Co-Authored-By: Claude Opus 4.8 <noreply@anthropic.com>
Analyzed live Divar (POST search) and Medjobs (ad_listing sitemaps) data — both are free Persian text. Tighten the medical-relevance gate (drop generic «استخدام»/«شیفت» that match retail/restaurant ads; add clinical terms: بهیار/اتاق عمل/بیهوشی/رادیولوژی/آزمایشگاه/دیالیز/فوریت/تریاژ/… ) so off-topic Divar jobs get flagged, not treated as medical. Add clinical role synonyms in the heuristic parser (بهیار/کمکپرستار/سالمند→پرستار, اتاق عمل→تکنسین اتاق عمل, فوریت→فوریتهای پزشکی, آزمایشگاه→کارشناس آزمایشگاه, فوقتخصص→پزشک متخصص…). Result on live data: Medjobs now yields ~9/30 queue-ready healthcare listings; Divar correctly flags ~72/75 noise for manual review.
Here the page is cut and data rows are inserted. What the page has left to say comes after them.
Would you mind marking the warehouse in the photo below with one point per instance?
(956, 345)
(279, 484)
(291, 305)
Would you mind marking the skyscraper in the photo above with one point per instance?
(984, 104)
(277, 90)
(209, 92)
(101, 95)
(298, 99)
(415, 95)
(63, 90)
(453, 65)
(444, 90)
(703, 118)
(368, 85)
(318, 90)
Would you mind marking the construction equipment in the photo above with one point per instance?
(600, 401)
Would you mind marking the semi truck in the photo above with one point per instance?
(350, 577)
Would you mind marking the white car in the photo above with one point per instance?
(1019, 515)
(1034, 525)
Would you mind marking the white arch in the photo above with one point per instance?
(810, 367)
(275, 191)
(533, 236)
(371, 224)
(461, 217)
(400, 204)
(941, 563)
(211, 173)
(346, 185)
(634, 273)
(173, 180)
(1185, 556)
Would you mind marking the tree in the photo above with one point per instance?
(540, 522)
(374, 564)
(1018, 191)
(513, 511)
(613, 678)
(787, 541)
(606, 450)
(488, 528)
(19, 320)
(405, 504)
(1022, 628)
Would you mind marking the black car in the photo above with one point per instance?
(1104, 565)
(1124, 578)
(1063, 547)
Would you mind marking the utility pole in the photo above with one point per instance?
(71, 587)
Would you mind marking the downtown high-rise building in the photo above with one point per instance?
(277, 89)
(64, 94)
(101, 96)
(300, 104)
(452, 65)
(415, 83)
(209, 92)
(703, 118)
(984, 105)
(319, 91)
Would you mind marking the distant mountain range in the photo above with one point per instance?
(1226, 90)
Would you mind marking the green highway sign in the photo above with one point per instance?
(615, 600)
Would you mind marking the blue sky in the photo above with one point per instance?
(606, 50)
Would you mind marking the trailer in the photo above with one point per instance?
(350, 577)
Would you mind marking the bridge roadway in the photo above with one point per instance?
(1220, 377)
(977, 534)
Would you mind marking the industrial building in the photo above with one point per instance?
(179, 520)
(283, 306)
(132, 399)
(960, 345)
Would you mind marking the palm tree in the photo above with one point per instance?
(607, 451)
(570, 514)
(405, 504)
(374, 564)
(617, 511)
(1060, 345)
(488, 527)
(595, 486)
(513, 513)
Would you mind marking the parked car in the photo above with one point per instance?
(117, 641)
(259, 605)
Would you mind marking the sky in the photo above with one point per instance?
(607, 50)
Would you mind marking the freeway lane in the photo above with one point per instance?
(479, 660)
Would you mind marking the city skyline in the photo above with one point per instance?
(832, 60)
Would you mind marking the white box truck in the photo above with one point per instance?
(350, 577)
Co-Authored-By: Claude Opus 4.8 <noreply@anthropic.com>
Divar's /v8/web-search GET returns a BLOCKING_VIEW (anti-bot), so the old source pulled nothing useful and could scrape the block message. Switch to the working POST /v8/postlist/w/search with a browser User-Agent and a city-id map (numeric id passthrough; tehran=1 default). Skip responses that are non-2xx or contain BLOCKING_VIEW so the block page is never ingested. Verified locally: fetched 25 real Tehran job posts into the review queue, 0 block messages.
Co-Authored-By: Claude Opus 4.8 <noreply@anthropic.com>
Strategy = Google-for-Jobs + clean indexing. Add schema.org JobPosting JSON-LD to shift & job detail pages (title, description, datePosted, validThrough, employmentType, hiringOrganization, jobLocation, baseSalary) plus Organization + WebSite JSON-LD on the home page (SeoJsonLd helper; System.Text.Json => valid, script-safe). Layout emits per-page canonical, Open Graph + Twitter cards, and applies robots noindex,nofollow to all private/applicant areas (/Admin,/Me,/Employer,/Account,/Preferences) so applicant data is never indexed. robots.txt now disallows those + /resume,/avatar,/report,/push,/notifications and points at the sitemap; sitemap.xml adds facility pages + content pages (Download/Help/Privacy/Rules/Terms).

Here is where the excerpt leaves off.